South Africa and Nigeria had the highest number of reported cases of fraud in Africa in 2011, according to a survey by KPMG released yesterday.
According to the inaugural African Fraud Barometer, a new tool from the global network of professional services firms providing audit, tax and advisory services, the number of reported cases of fraud on the continent rose from 355 in the first half of 2011 to 520 cases in the second half. This was an increase of 46.4 percent.
However, the value of fraud cases decreased from $7.17 billion (R56bn) to $3.7bn.
In South Africa and Nigeria fewer cases were reported in the second half of the year than in the first, while Zimbabwe had the biggest increase in the value of fraud committed in the second half of 2011, amounting to $1.2bn.

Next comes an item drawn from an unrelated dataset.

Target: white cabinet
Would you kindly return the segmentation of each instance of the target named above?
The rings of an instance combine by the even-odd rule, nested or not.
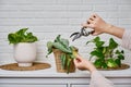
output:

The African country with the most reported fraud cases was South Africa at 35 percent of all cases in the second half of 2011, though this was down from 37 percent in the first half.
Nigeria had the second most cases, at 22 percent in the second half of 2011, against 25 percent during the first half.

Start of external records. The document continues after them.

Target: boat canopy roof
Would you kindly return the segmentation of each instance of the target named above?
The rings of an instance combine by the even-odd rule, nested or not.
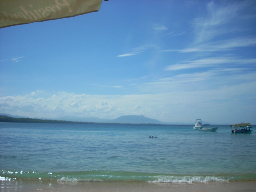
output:
[[[244,127],[244,126],[248,126],[248,125],[251,125],[251,124],[249,123],[239,123],[237,124],[232,124],[230,126],[234,127]]]

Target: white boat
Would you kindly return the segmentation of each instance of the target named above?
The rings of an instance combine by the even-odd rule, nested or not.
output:
[[[196,124],[194,126],[194,129],[198,129],[199,128],[203,128],[203,126],[202,124],[202,120],[200,119],[197,119],[196,120]]]
[[[207,128],[207,127],[204,128],[203,127],[202,128],[199,128],[198,129],[198,130],[199,131],[211,131],[213,132],[217,130],[217,129],[218,128],[218,127],[212,127],[212,128]]]

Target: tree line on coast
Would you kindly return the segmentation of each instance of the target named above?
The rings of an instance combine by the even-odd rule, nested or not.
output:
[[[88,123],[88,122],[77,122],[68,121],[40,119],[31,118],[15,118],[6,115],[0,116],[0,122],[4,123]]]

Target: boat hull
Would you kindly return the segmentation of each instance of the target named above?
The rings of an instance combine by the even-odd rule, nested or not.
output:
[[[213,132],[215,131],[218,128],[218,127],[212,127],[212,128],[199,128],[198,130],[200,131]]]
[[[198,129],[200,128],[203,128],[203,127],[194,127],[194,129]]]
[[[252,130],[232,130],[232,133],[249,133],[252,131]]]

The biggest targets of fraud are governments. They were the victims of 43 percent of the reported cases in the first six months of 2011, although this decreased to 37 percent in the last six months of the year.

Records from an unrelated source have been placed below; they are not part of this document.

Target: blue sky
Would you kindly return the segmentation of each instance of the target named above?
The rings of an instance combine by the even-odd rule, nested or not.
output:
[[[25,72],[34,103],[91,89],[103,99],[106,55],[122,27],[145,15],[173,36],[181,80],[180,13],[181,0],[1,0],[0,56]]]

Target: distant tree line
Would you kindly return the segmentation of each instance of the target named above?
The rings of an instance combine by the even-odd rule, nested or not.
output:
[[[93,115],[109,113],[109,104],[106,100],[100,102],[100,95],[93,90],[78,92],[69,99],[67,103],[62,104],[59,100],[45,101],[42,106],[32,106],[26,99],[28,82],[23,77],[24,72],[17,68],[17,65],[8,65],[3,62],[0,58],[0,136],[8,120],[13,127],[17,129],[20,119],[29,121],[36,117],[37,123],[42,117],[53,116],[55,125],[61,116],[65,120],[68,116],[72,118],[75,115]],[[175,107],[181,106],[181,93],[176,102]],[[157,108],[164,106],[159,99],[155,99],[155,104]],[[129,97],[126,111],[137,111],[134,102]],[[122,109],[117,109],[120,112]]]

Employees were the most frequent perpetrators of fraud at 29 percent of cases in the second half of the year, up from 27 percent in the first half.
However, in terms of value, management was the biggest culprit in the second half, committing fraud worth $1.2bn.
In the first six months of 2011, the highest value of fraud was committed by professional advisers, at $3.3bn.
The African Fraud Barometer is a first effort to measure fraud across the African continent and expose the risk of fraud for companies in their day-to-day operations.
The data is compiled from all available news articles on Africa and reports on fraud from designated databases. The survey is complied and published every six months.
Petrus Marais, KPMG’s global leader for forensics, said: “We felt there was a need to create a tool like the Africa Fraud Barometer since the world has begun to look at Africa as a new investment destination.
“At the same time, we are still dealing with an often negative perception of Africa. We therefore see ourselves as risk analysts and would like to provide information that allows potential investors to assess and conceptualise risk on the African continent.
“To outsiders, I say that Africa is a great place to invest if you have the ability to assess the risk involved.”